Add EEP 42: setrlimit(2) analogue for Erlang

erlang · Feb 7, 2013 · 08928e4 · 08928e4
1 parent 177d678
commit 08928e4
Showing 1 changed file with 200 additions and 0 deletions.
diff --git a/eeps/eep-0042.md b/eeps/eep-0042.md
@@ -0,0 +1,200 @@
+    Author: Richard A. O'Keefe <ok(at)cs(dot)otago(dot)ac(dot)nz>
+    Status: Draft
+    Type: Standards Track
+    Erlang-Version: R16A
+    Created: 07-Feb-2013
+    Post-History:
+****
+EEP 42: setrlimit(2) analogue for Erlang
+----
+
+Abstract
+========
+
+A new function `erlang:set_process_info_limit/2` is added,
+allowing a process to set limits on its own memory use.
+
+Specification
+=============
+
+    erlang:set_process_info_limit(Item, Limit :: integer()) ->
+        Old_Limit :: integer()
+
+An `Old_Limit` of 0 means that no limit has been set.

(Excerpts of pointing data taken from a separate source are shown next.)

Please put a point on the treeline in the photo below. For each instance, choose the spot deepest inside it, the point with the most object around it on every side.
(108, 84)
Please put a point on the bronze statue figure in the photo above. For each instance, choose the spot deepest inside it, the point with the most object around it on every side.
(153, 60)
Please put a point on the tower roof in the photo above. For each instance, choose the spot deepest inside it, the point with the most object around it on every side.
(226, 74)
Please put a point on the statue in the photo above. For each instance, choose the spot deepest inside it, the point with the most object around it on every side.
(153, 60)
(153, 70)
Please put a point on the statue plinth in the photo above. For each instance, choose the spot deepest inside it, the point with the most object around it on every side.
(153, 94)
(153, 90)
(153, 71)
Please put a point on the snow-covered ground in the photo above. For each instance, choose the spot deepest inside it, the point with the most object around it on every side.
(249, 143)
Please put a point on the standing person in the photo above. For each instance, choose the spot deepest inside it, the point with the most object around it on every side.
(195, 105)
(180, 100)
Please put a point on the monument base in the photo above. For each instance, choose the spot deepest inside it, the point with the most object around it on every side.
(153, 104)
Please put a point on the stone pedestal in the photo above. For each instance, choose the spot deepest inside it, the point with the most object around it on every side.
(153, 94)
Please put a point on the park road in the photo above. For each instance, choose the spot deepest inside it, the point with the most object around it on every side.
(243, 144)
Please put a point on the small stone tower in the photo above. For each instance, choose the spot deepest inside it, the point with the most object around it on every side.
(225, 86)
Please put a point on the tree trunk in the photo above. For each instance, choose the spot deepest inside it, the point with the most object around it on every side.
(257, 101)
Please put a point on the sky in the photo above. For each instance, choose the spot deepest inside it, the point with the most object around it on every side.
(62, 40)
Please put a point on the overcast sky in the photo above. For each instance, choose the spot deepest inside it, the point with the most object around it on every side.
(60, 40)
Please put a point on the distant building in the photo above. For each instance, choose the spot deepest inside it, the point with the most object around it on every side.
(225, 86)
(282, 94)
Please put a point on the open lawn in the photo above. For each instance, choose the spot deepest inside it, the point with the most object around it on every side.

+A Limit of 0 means that no limit is to be set.
+
+The Items that can be set are
+
+- `memory`, the number of bytes that may be used for stack, heap, and
+internal structures.
+
+- `memory_words`, the same value as `memory`, but expressed in
+words to be consistent with `heap_size`, `total_heap_size`, and
+`stack_size` in `erlang:process_info/[1,2]`.  Those functions should
+also be revised to accept this Item.
+
+- `message_queue_len`, the number of unprocessed messages.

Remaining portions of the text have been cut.